The strongest conclusion to be drawn from our results is that including advective transport is crucial to investigating the variation of SSC in these embayments, and consequently that models (or model interpretations) which take account only of local processes are unlikely to predict residual transport reliably. This is the case even for relatively coarse sediment which is strongly controlled by local processes, because residual transport is sensitive to the small biases introduced through advection. While our model is not identical in some details to that originally employed by van Straaten and Kuenen (1958), it does suggest that the mechanism of settling lag which they originally proposed is a reasonable interpretation of the processes in short embayments. (Some subtleties involved in van Straaten and Kuenen’s ‘particle-following’ model have been discussed by Pritchard and Hogg (2003), and we will not repeat this discussion here.)

Our model further illustrates the competition which can occur between externally imposed and internally generated overtides to determine the direction of residual transport, and it confirms that for fine sediment, settling lag generally tips the balance in favour of landwards transport. As in other tidal situations, what constitutes ‘fine’ sediment is determined by the quantity \(\gamma\hat{w}_s\hat{T}/\hat{d},\)which measures the ratio of the tidal period to the sediment response timescale.
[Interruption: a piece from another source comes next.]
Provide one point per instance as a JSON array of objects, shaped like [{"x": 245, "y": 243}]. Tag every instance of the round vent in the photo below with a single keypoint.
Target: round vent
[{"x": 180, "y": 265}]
Our model further illustrates the weak but detectable role of scour lag in enhancing landwards residual transport when advective contributions to transport are relatively weak.

One point which is brought out by this model and which has not been much commented on previously is the role of the parameter β which represents the vertical distribution of sediment in the water column and effectively controls the relative importance of advective transport. Depending on how strongly stratified the flow field and suspension are, different mechanisms may gain or lose influence over residual transport: in particular, when β ≠ 1 systematic residual fluxes of sediment arise due to the differential advection of sediment and water. These findings indicate the importance of continuing detailed theoretical and field studies of sediment distribution in the water column.

In summary, the dynamics of short tidal embayments, as well as being of interest in themselves, provide a useful ‘laboratory’ in which the fundamental processes of residual sediment transport under tides can be investigated and understood. The results of the present study have illustrated that, 50 years after they were first identified, the physical processes leading to residual transport remain fascinating and subtle; we believe that the results presented here may augment those of more empirical investigations to develop our understanding of them further.